News

Phikwe private schools still awaiting P11 million

The P11 million school fees was one of the key actions under the Economic Revitalisation Strategy that government approved in the last quarter of last yea, as an immediate intervention to continue paying school fees for children of former BCL employees for 2017. The office of the coordinator of the revitalisation programme, the district commissioner and the Ministry of Basic Education were tasked with working out details to implement the decision.

Mount Pleasant School is carrying close to 100 students that are supposed to be paid for by government while there are 86 at Kopano School. The schools say they can only sustain themselves only up to the end of this term. They have submitted all that was required by government.

While school head for Morula School could not be reached as he was said to be in a series of meetings, Kopano English Medium school head Nasim Miller confirmed that they have not received the funds that government promised but was confident that the money will arrive. “Our communication with the Ministry of Education is showing that the ministry is still ironing out some issues and that the money is there earmarked for us,” he said.

He said that they had to suspend certain developments and feared that if the money does not come the school will have to consider downsizing again after a similar exercise at the end of last year.

“We are taking a strain already but we are managing. We have lost 100 students as compared to our previous intake and if the money does not come we will shrink again. That would mean loss of jobs. If the money does not come soon there will be trouble because currently we are carrying 86 students for free,” he said. The school has also frozen any salary increments.
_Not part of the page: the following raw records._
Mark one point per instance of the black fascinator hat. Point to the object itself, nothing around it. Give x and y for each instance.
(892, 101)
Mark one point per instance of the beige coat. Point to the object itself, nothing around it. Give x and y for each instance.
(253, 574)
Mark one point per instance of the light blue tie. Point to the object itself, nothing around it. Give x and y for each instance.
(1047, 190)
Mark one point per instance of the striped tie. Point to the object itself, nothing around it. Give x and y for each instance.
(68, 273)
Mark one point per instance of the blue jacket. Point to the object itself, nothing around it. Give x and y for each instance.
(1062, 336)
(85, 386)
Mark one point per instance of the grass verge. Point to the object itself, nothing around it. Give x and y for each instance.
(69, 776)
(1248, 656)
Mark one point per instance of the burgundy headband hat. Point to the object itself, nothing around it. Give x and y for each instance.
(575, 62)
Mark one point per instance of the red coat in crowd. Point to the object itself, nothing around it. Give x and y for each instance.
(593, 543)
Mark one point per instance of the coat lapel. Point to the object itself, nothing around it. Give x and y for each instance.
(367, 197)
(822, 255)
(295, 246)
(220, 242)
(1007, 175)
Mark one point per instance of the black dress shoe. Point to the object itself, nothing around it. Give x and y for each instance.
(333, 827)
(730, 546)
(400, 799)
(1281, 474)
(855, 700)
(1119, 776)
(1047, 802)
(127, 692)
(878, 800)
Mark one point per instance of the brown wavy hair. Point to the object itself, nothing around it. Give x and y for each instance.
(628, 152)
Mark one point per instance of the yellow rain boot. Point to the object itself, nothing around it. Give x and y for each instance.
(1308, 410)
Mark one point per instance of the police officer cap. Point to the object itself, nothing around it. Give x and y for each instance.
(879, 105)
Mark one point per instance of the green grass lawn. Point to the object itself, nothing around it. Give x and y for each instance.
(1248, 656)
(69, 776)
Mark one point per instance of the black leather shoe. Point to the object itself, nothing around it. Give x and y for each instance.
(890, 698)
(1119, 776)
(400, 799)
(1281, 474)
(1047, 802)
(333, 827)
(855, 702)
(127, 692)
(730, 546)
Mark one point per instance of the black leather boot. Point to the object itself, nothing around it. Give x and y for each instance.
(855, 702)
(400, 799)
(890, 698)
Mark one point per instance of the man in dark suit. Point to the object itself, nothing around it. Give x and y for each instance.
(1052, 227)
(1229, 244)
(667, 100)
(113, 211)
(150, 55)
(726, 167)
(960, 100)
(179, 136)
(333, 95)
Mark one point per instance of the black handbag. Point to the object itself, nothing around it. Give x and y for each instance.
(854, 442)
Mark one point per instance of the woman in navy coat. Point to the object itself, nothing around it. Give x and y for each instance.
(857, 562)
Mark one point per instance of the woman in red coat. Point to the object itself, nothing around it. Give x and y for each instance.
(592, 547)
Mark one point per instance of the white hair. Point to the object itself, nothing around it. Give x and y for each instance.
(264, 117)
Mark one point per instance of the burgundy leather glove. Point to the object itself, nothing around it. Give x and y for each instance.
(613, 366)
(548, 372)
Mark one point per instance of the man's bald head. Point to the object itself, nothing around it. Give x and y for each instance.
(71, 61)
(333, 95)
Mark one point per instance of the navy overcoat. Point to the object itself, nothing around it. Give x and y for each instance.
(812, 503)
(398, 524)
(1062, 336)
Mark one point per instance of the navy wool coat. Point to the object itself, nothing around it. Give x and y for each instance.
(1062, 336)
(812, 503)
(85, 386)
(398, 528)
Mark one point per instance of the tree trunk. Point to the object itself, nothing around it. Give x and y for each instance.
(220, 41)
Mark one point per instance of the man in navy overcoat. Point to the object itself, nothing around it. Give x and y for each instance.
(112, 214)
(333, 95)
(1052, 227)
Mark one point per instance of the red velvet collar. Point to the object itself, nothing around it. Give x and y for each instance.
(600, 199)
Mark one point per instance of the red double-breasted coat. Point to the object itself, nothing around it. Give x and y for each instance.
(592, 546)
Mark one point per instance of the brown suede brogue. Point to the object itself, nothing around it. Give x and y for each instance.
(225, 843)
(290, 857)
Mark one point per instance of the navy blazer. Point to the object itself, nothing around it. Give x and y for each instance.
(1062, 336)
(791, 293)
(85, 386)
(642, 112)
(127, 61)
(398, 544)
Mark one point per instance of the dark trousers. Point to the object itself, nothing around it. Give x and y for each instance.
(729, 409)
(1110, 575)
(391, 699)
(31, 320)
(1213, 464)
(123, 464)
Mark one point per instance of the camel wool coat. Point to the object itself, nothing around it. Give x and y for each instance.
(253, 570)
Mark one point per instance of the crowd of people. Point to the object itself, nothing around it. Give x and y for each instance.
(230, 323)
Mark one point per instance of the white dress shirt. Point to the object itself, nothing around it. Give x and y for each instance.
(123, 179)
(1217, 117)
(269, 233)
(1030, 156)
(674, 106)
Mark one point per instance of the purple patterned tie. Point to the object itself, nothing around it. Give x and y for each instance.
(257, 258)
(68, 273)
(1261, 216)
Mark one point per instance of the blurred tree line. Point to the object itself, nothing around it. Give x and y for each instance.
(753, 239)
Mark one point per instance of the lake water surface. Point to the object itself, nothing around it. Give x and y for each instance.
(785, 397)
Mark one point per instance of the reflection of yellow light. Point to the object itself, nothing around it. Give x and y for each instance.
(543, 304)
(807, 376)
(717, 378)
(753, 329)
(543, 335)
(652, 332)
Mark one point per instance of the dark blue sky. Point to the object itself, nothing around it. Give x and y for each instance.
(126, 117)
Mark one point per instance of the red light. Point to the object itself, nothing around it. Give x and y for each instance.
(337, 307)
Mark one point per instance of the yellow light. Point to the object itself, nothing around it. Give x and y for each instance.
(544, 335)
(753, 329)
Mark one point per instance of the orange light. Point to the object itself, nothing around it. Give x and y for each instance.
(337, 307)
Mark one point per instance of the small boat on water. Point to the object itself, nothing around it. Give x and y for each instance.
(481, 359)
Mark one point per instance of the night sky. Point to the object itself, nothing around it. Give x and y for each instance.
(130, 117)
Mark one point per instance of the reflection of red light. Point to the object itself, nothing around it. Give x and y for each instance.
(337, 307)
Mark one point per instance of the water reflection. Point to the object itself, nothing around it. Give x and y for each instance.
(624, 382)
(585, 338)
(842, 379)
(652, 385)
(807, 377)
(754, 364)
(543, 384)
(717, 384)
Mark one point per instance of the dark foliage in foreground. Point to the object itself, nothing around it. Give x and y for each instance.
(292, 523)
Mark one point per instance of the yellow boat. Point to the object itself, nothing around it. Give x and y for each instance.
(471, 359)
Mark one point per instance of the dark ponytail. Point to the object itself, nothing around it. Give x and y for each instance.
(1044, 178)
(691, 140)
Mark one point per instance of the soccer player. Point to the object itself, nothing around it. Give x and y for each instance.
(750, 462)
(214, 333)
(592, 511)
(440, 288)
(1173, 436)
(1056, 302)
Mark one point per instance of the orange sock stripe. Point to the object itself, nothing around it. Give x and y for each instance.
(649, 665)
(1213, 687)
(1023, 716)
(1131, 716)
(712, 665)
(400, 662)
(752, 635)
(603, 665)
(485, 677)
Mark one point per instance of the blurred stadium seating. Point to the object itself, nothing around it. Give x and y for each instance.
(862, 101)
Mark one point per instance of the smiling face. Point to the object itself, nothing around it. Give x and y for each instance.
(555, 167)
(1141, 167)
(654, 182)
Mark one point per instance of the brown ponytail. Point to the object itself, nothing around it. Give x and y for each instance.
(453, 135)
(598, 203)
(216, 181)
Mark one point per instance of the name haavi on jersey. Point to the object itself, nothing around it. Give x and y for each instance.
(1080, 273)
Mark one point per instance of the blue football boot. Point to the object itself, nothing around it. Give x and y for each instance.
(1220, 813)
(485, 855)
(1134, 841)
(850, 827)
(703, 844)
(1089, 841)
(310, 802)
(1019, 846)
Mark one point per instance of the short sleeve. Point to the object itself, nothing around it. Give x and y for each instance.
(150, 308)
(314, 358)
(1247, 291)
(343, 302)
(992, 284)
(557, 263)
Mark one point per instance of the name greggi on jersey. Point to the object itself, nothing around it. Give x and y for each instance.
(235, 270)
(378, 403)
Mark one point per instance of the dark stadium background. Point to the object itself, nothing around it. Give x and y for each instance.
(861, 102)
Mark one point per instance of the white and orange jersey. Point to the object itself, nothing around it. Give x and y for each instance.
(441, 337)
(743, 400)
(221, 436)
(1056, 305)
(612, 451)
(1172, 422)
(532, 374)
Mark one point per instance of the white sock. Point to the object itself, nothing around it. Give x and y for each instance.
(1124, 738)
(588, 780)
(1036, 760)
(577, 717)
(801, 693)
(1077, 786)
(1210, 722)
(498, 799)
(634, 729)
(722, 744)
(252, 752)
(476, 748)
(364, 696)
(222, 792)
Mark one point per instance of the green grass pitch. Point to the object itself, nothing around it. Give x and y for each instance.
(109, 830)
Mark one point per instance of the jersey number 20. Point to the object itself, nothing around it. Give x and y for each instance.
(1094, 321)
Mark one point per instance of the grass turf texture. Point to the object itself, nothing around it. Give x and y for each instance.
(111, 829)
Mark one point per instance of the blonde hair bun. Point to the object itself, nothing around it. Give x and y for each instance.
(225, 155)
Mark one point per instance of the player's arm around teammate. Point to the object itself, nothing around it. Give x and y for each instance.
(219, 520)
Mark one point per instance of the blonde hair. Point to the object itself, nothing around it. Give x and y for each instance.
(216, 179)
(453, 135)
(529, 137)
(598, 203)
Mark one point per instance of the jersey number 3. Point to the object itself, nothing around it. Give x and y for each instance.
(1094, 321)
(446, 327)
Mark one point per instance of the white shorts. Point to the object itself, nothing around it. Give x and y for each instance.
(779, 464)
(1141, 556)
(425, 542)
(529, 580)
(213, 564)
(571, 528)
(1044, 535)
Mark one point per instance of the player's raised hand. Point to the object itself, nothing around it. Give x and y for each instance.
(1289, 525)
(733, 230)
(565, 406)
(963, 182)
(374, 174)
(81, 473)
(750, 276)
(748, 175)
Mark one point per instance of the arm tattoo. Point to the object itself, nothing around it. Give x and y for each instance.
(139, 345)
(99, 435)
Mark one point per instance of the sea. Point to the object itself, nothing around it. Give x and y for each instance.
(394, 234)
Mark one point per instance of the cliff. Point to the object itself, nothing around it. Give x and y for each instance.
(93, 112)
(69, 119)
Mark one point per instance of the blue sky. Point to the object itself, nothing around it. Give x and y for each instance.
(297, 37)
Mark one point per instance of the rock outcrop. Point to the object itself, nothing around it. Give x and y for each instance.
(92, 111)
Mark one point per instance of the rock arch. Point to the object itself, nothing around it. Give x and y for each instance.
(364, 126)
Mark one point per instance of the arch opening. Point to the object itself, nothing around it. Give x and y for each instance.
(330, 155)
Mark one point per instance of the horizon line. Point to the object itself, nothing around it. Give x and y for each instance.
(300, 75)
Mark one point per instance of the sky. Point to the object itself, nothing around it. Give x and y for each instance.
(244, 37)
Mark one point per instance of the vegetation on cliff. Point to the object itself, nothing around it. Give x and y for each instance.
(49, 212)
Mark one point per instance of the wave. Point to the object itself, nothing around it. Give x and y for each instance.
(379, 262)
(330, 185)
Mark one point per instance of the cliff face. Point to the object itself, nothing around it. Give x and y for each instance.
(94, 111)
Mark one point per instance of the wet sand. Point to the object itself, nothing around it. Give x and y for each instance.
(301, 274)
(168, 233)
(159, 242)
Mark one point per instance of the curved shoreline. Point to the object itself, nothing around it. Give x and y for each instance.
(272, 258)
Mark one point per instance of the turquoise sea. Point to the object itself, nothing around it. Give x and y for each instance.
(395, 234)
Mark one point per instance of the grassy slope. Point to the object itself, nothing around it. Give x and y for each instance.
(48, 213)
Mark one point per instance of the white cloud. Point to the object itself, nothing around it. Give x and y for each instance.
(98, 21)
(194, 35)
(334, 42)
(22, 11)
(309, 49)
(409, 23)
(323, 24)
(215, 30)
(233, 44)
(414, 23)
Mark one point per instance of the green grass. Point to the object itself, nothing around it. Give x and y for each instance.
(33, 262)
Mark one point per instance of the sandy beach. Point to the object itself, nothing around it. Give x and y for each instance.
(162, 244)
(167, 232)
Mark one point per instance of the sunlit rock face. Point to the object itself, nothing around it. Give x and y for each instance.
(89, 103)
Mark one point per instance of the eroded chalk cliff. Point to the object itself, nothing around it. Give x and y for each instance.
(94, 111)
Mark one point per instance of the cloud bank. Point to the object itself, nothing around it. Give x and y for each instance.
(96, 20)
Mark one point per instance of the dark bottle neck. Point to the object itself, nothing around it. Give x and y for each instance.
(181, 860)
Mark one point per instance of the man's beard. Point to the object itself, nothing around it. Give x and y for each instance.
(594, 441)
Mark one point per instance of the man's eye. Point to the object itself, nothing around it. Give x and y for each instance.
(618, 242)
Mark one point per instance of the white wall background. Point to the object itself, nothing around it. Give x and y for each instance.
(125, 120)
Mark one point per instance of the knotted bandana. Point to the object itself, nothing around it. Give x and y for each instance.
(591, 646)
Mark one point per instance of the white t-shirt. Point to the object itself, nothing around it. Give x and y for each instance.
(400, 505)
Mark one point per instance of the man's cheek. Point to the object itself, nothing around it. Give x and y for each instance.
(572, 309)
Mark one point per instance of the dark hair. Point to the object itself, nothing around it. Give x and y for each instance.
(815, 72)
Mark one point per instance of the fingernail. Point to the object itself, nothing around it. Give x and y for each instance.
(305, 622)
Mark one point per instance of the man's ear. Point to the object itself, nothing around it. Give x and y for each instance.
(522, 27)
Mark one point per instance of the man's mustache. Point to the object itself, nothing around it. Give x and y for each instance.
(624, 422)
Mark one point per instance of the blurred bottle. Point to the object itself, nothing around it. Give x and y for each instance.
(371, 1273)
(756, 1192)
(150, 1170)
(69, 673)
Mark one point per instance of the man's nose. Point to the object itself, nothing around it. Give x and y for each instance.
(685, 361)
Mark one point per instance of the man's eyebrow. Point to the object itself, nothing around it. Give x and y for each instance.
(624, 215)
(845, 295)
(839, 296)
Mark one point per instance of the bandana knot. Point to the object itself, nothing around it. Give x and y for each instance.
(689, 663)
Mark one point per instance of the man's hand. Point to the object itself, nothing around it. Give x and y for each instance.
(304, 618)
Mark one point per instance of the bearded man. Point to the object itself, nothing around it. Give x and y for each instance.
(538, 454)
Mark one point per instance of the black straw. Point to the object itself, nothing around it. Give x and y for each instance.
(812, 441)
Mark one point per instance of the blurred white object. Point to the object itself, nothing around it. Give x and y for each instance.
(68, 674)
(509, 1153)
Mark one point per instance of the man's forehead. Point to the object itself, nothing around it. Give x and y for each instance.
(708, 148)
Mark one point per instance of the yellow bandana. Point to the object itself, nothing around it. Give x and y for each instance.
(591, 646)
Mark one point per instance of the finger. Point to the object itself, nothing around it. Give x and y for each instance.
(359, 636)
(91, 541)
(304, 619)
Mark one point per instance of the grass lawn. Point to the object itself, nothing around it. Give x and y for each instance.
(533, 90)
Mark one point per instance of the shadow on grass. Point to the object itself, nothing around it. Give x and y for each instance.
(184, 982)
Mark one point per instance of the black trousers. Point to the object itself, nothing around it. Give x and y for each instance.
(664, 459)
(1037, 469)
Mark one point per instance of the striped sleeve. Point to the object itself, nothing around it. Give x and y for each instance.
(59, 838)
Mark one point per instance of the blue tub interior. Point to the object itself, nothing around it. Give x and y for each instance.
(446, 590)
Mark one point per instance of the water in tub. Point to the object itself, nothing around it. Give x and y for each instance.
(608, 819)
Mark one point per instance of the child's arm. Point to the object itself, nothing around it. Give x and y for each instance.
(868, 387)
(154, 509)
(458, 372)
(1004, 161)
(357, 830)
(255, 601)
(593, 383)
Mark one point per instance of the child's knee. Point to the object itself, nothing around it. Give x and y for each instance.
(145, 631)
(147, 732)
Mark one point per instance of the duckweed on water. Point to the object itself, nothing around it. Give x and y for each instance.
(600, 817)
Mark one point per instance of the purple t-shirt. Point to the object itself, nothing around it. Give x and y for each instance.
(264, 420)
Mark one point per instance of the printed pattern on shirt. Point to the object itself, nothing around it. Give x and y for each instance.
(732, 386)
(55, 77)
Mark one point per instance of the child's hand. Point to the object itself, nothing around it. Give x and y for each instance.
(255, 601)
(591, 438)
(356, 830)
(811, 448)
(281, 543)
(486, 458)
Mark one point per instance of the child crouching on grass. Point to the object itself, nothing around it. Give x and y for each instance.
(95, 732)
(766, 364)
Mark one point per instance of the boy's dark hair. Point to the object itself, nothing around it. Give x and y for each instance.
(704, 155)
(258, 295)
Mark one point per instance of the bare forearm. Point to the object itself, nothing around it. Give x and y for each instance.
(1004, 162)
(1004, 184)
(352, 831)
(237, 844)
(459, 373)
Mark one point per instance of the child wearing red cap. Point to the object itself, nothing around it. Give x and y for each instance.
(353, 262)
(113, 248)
Mount Pleasant School on the other hand is currently surviving on surplus that is getting depleted. The school has already suspended some projects but will wait up to next year to consider downsizing. Four of the schools’ classrooms are vacant and they are thinking of introducing evening classes.

The school head Edna Swaniker said there had been no exact time when government should pay but said the school can only sustain itself until end of this term. “We have suspended projects such as building a screen wall and renovating the swimming pool among others until the money arrives. I am afraid that at the end of this term we will be running on a very lean budget,” she said.   

Efforts to reach permanent secretary in the Ministry of Basic Education Grace Muzila were unsuccessful as her phone rang unanswered since Monday.

The fact that government failed to deliver on its commitment has not gone done well with Business Botswana.

It has made a recommendation in its draft report on the town’s economy presented by Professor Happy Siphambe recently that it must swiftly ensure that the commitment that government made on payment of school fees for the whole year of 2017 be adhered to and that payments must be done expeditiously.